Paul Giamatti loses his soul, and almost loses his mind.
The soul: Albatross or asset? It seems as if soulless people, unhindered by conscience, have a huge advantage in life. They calculate their options without sentiment and act decisively to advance their objectives. But could a person who is nagged by inner voices become like them? Should he?
That's the quandary facing Paul Giamatti (played by -- who else? Paul Giamatti) in the futuristic seriocomedy "Cold Souls." Prickly, grumpy, prone to sulk over life's trivialities, Paul has a whole world of passions battling inside him. That's his gift as an actor, but it makes for an anxious daily life.

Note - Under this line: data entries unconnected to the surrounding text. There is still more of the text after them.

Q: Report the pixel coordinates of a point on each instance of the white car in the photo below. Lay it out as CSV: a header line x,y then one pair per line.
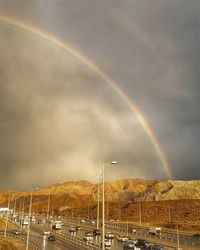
x,y
87,238
109,235
46,232
107,243
121,238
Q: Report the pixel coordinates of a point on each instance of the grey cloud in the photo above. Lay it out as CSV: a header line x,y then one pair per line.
x,y
151,48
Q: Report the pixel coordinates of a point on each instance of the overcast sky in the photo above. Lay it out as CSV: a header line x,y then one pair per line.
x,y
59,121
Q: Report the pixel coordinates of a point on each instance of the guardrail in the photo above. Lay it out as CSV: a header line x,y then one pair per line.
x,y
166,235
23,238
71,238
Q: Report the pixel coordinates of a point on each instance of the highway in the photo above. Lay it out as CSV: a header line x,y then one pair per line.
x,y
74,241
168,237
37,237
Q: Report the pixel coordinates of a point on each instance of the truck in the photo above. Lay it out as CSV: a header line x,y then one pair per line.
x,y
154,231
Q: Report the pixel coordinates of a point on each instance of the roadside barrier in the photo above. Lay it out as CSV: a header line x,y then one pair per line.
x,y
23,238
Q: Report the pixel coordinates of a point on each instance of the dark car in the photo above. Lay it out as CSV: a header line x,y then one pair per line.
x,y
196,236
158,247
72,229
51,238
96,232
129,245
15,232
143,244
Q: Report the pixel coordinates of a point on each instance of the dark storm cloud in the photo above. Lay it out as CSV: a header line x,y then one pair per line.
x,y
58,117
150,47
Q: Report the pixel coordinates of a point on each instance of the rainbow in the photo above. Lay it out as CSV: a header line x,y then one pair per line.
x,y
77,54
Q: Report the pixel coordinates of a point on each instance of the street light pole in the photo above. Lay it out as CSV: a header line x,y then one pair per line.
x,y
5,231
29,217
98,200
103,205
48,207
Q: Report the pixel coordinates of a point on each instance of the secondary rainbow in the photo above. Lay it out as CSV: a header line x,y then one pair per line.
x,y
76,53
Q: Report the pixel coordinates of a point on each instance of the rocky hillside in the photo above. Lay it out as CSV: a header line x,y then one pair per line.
x,y
80,193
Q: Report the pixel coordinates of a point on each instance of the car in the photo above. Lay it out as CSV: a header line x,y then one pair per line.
x,y
87,237
107,243
130,245
158,247
15,232
51,238
46,232
72,229
196,236
121,238
143,243
131,239
78,228
109,235
96,232
132,230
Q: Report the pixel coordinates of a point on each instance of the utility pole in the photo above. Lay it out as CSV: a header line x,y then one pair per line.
x,y
48,208
6,225
140,213
22,213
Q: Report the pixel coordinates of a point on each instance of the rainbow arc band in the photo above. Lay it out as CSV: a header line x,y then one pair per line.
x,y
78,55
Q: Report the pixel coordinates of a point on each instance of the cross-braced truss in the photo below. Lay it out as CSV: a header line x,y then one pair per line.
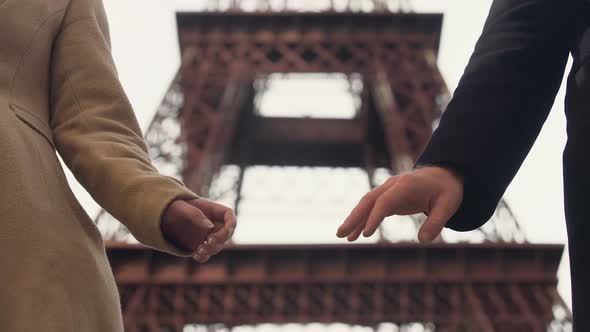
x,y
476,288
208,123
191,135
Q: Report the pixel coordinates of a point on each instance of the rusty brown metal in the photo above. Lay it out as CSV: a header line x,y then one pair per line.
x,y
376,46
446,285
497,285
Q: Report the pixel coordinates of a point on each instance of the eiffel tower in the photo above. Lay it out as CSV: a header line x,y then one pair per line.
x,y
209,122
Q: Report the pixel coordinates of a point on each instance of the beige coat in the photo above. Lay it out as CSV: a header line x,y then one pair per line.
x,y
59,91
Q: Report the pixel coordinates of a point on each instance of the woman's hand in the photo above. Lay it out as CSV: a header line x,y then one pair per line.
x,y
198,225
435,191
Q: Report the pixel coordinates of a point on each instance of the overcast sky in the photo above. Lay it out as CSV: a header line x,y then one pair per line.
x,y
145,48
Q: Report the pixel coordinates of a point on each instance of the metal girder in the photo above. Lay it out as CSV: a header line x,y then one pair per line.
x,y
494,287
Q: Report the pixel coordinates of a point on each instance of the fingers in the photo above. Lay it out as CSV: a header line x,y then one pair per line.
x,y
440,213
403,198
357,232
225,219
361,211
213,210
385,205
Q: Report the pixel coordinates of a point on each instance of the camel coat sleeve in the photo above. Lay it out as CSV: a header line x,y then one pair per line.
x,y
97,134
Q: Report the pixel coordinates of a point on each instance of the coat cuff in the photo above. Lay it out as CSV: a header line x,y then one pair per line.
x,y
154,205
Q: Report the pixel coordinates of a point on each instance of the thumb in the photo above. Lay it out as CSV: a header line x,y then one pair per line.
x,y
442,210
198,218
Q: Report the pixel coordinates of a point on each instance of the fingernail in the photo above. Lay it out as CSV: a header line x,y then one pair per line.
x,y
426,237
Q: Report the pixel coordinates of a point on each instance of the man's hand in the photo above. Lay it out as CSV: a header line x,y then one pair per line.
x,y
198,225
434,191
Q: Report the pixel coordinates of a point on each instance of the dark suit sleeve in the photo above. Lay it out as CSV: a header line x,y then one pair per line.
x,y
502,101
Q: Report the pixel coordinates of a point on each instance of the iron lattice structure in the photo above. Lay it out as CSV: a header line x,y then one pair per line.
x,y
208,121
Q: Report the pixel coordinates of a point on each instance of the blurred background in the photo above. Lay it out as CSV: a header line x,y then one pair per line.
x,y
305,205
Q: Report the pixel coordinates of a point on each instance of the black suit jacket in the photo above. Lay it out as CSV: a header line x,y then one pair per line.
x,y
499,107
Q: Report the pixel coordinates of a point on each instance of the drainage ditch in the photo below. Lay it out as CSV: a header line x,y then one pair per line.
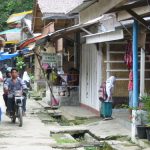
x,y
72,139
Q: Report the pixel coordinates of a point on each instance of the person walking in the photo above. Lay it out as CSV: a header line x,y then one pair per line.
x,y
107,104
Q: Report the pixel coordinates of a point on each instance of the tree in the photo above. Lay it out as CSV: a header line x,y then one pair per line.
x,y
9,7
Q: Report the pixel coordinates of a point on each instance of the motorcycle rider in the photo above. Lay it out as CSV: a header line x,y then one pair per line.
x,y
10,86
8,75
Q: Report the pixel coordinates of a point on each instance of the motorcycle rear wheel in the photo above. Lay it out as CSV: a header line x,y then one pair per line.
x,y
20,116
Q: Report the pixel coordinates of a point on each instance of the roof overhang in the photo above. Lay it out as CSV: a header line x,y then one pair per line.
x,y
83,5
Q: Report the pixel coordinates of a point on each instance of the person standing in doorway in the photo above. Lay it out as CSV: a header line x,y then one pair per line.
x,y
107,104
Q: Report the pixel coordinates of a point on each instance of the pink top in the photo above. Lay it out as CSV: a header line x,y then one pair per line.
x,y
130,84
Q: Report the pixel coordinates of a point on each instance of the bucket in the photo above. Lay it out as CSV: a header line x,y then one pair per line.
x,y
141,132
148,133
0,114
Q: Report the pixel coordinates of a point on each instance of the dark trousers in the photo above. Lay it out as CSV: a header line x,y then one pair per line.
x,y
11,104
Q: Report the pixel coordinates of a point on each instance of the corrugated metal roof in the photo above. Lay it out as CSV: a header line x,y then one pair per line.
x,y
18,16
58,6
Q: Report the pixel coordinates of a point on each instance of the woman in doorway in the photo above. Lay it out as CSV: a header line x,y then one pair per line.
x,y
107,105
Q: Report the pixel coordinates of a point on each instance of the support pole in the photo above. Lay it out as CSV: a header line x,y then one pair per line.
x,y
142,40
135,77
108,59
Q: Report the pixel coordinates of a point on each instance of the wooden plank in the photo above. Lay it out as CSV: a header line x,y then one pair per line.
x,y
99,8
138,18
104,37
123,15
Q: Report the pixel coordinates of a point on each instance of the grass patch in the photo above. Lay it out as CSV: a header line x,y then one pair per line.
x,y
63,139
104,146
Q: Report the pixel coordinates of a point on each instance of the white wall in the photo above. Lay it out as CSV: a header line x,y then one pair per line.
x,y
90,75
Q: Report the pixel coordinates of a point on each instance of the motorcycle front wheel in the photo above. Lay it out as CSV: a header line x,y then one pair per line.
x,y
20,117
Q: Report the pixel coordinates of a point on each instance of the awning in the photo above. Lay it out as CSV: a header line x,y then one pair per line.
x,y
6,55
37,40
18,16
12,35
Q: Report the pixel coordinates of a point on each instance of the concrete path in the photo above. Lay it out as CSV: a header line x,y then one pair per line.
x,y
33,135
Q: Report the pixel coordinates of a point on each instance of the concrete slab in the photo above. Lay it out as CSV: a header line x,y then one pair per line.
x,y
68,129
108,129
77,112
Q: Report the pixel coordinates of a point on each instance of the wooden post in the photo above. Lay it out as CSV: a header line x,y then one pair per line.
x,y
142,39
108,59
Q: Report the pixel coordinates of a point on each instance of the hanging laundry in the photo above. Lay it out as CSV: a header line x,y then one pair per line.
x,y
128,55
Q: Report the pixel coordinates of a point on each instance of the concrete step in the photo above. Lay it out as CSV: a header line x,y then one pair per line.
x,y
122,116
69,129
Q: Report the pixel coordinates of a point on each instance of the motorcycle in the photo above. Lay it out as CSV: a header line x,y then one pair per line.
x,y
18,108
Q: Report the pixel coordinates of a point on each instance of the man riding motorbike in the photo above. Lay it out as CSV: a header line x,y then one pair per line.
x,y
10,86
5,96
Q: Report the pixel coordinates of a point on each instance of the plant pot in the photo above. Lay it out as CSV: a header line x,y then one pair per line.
x,y
141,132
148,133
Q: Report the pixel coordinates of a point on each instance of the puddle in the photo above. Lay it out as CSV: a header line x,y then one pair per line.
x,y
85,141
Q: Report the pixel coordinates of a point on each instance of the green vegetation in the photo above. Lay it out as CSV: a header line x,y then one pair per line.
x,y
104,146
9,7
62,139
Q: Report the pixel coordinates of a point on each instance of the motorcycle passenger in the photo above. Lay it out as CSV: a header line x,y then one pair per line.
x,y
10,86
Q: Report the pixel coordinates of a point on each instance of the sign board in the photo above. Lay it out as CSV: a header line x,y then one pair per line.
x,y
50,58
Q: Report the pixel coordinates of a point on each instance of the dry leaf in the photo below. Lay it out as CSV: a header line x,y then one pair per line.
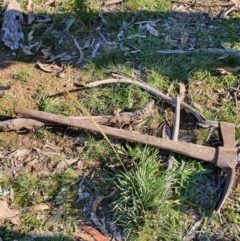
x,y
84,236
9,214
167,132
96,234
182,91
152,30
227,70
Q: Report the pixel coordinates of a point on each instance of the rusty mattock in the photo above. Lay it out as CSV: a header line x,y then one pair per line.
x,y
224,157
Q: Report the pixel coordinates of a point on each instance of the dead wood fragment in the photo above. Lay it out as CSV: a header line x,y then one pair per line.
x,y
111,2
202,120
31,15
203,4
188,149
11,30
96,234
5,87
175,131
209,50
124,118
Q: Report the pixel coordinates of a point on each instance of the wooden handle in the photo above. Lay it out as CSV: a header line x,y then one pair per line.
x,y
204,153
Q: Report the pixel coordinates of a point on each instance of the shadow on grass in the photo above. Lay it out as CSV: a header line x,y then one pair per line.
x,y
136,48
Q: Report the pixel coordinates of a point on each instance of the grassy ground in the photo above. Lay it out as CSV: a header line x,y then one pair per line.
x,y
121,189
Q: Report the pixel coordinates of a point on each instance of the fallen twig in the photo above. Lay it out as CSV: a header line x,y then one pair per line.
x,y
209,50
121,119
111,2
188,149
203,4
175,130
202,120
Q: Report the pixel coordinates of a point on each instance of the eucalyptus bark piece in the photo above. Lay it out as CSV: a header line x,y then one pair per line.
x,y
11,32
120,119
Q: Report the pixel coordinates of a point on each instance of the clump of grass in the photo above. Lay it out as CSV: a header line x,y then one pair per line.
x,y
143,202
47,104
22,75
84,12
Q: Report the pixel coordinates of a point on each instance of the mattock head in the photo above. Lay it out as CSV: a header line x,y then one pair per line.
x,y
226,159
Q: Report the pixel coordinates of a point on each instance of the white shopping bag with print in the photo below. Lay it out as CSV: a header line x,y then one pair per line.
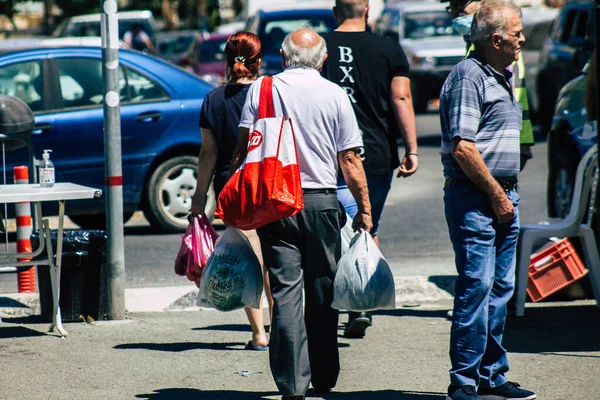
x,y
232,278
363,281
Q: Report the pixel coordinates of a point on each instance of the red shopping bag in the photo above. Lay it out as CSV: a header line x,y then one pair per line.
x,y
267,186
197,245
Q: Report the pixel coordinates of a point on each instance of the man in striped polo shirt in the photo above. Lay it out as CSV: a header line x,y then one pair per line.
x,y
462,17
481,120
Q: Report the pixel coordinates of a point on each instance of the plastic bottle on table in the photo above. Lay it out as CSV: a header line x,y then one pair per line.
x,y
46,170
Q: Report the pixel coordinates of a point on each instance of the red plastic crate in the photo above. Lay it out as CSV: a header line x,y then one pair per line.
x,y
552,269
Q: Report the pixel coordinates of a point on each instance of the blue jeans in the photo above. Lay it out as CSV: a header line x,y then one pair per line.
x,y
379,186
485,257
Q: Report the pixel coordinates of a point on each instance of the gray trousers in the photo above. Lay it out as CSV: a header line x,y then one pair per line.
x,y
304,250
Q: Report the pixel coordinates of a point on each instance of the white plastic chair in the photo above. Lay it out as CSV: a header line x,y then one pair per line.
x,y
571,226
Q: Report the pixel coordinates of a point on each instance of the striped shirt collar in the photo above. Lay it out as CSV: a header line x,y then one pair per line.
x,y
478,58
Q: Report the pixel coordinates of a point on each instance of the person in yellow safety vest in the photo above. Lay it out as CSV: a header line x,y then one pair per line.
x,y
462,16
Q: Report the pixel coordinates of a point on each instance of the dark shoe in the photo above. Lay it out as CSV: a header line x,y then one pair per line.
x,y
508,391
462,393
321,391
357,325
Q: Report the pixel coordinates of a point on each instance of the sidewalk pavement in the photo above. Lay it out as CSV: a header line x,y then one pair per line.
x,y
554,350
169,349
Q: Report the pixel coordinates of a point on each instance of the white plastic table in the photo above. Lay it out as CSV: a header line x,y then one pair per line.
x,y
34,193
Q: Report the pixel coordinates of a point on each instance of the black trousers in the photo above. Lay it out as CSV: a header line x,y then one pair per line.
x,y
303,250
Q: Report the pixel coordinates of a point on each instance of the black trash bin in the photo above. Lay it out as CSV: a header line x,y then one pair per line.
x,y
82,292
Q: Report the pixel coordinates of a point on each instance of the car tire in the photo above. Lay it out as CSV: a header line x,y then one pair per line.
x,y
169,193
561,179
95,221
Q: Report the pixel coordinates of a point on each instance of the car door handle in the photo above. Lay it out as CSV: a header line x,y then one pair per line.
x,y
148,117
40,128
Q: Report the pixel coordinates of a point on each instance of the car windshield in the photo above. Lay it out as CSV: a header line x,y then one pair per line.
x,y
275,31
212,51
419,25
92,28
174,45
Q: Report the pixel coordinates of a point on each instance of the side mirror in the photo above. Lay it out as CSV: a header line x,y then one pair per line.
x,y
185,62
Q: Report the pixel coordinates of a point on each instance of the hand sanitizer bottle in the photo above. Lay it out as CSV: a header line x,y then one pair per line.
x,y
46,170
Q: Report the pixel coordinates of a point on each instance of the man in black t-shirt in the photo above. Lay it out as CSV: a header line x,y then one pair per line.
x,y
374,72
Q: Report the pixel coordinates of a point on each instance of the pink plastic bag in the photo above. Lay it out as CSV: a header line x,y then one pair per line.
x,y
197,244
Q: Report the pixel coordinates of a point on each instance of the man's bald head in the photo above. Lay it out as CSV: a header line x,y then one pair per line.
x,y
305,38
304,48
350,9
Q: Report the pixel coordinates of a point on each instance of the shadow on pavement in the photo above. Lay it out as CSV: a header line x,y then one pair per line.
x,y
444,282
429,140
195,394
228,327
181,346
413,312
9,332
189,394
555,329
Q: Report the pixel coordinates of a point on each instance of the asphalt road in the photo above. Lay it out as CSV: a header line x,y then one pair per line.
x,y
413,232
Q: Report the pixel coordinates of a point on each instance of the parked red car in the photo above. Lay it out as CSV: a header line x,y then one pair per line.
x,y
207,58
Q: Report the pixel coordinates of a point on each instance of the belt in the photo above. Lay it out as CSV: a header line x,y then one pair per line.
x,y
507,184
319,191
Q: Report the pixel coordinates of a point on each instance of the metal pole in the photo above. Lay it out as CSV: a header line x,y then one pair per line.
x,y
597,60
115,276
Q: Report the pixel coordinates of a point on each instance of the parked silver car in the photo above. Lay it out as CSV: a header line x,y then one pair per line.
x,y
433,47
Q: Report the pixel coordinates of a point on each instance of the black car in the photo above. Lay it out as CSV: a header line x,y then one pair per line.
x,y
568,33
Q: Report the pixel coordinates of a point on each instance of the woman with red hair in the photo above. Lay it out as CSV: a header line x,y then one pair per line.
x,y
219,119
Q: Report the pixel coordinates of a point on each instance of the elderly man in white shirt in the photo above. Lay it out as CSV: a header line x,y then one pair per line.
x,y
303,250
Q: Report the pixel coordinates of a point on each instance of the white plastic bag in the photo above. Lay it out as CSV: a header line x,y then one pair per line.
x,y
347,233
232,278
363,281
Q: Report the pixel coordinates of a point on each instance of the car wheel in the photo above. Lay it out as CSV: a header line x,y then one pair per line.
x,y
95,221
561,181
169,194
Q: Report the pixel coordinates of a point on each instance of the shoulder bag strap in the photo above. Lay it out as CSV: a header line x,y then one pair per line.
x,y
266,109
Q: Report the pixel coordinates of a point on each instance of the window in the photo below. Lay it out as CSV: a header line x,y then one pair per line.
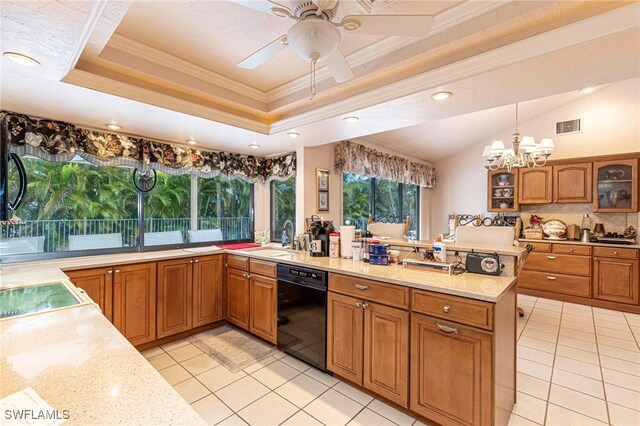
x,y
283,206
384,199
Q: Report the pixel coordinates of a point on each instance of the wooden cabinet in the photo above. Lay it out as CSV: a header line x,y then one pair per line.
x,y
615,279
263,296
134,302
535,186
572,183
451,372
238,297
615,187
98,284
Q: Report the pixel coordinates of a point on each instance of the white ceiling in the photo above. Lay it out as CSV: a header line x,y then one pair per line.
x,y
551,65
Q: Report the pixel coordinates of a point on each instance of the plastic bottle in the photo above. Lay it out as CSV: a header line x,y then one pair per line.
x,y
439,250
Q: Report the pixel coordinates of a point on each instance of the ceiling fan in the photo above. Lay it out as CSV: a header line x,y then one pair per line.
x,y
316,37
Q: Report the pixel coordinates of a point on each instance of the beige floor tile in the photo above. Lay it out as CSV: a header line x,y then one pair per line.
x,y
621,379
199,364
185,352
295,363
368,417
391,413
533,386
218,378
578,354
175,374
275,374
258,365
333,408
620,365
271,409
323,378
242,393
559,416
534,369
621,396
301,390
301,419
578,367
152,352
161,361
623,416
579,402
191,390
578,383
353,393
211,409
530,408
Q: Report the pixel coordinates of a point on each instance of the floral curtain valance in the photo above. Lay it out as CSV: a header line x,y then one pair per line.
x,y
59,141
356,158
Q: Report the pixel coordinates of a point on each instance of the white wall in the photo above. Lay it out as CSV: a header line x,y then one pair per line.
x,y
611,125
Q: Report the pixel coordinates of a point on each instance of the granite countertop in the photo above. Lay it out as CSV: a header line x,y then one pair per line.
x,y
77,361
580,243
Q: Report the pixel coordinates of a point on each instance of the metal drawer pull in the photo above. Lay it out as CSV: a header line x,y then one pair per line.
x,y
447,329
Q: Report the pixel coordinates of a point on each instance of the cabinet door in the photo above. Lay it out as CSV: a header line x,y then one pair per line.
x,y
175,296
572,183
98,284
345,334
238,298
451,372
615,280
386,352
207,290
134,302
535,185
263,295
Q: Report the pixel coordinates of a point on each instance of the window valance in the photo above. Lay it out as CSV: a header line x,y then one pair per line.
x,y
59,141
362,160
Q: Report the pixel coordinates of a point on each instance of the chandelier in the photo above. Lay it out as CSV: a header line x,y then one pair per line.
x,y
525,152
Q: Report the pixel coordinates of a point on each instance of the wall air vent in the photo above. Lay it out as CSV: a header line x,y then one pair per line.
x,y
570,126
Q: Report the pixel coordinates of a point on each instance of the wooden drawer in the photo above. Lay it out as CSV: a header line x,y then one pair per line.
x,y
615,252
452,308
556,283
571,249
539,247
238,262
374,291
558,263
261,267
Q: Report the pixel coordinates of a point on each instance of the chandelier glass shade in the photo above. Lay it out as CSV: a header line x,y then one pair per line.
x,y
524,152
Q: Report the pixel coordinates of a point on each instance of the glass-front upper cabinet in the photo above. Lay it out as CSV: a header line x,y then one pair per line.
x,y
502,191
615,186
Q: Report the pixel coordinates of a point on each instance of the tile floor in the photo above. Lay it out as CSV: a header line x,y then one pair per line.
x,y
576,366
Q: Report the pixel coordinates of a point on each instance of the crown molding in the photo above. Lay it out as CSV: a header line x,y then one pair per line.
x,y
142,51
609,23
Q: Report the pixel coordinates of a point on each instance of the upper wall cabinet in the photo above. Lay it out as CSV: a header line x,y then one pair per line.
x,y
615,186
572,183
535,185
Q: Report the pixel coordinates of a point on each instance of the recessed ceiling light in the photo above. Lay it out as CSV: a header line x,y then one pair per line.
x,y
441,96
113,126
21,59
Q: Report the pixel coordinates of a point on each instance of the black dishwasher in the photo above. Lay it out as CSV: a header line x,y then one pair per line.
x,y
302,314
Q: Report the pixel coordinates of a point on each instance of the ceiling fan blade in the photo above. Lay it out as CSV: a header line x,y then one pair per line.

While rehearsing for a New York production of Chekhov's "Uncle Vanya," Paul feels overwhelmed by the character's melancholy. When he learns of a new high-tech procedure to remove souls, he decides to unburden himself. He visits the sleek, high-tech offices of Soul Storage where Dr. Flintstein (David Strathairn) is all glib reassurance. "When you've gotten rid of the soul," the doctor purrs, "everything makes so much more sense."
Giamatti is crestfallen to discover that his immortal essence resembles a chickpea. Flintstein is concerned with more practical matters. He informs Paul that he can avoid sales tax by storing his soul in New Jersey.
In her feature debut, writer/director Sophie Barthes handles weighty issues with a light touch. Her through-the-looking-glass fantasy is silliness with a hint of transcendence. It turns the eternal spirit-body problem into a springboard for sly jokes and trippy philosophy. It's also a great platform for its star. Giamatti gets to play the role of a lifetime: Himself with the "Giamatti-ness" removed.
As promised, Paul feels lighter and less stressed without his existential baggage. But that is not the ideal mindset to play a glum Russian. He bounds through his next rehearsal of "Vanya" as if he were performing a dinner-theater sex farce. His eyes are blank despite his grins and scowls. He flails his arms and gooses his costar.
Things go poorly at home. Paul's wife (Emily Watson) can't relate to her newly soulless mate. Paul visits Dr. Flintstein to re-implant his soul, but the doctor warns, "you'll feel the unbearable weight again." So Paul leases one belonging to a Russian poet, which should be ideal, but isn't.
He asks for his own soul back, angst and all. There's been a little mixup. It's inside another client, the last person a vain, neurotic performer would want to have possession of his essence. With the aid of a mysterious beauty named Nina (Dina Korzun), Paul travels to Russia to recover the soul he thought he could live better without.
Peppered with ingenious twists of imagination, "Cold Souls" walks a tightrope between intellectual slapstick and edgy social commentary. Virtuoso cinematographer Andrij Parekh gives the film an elegant, uneasy Kubrickian look that complements the action to perfection. This is a film to be savored as it evolves from idiosyncratic characters and oddball premises to situations that are universal. I wouldn't recommend it to someone looking for a nonstop hoot, but "Cold Souls" made me laugh hard and think harder. What more could you want?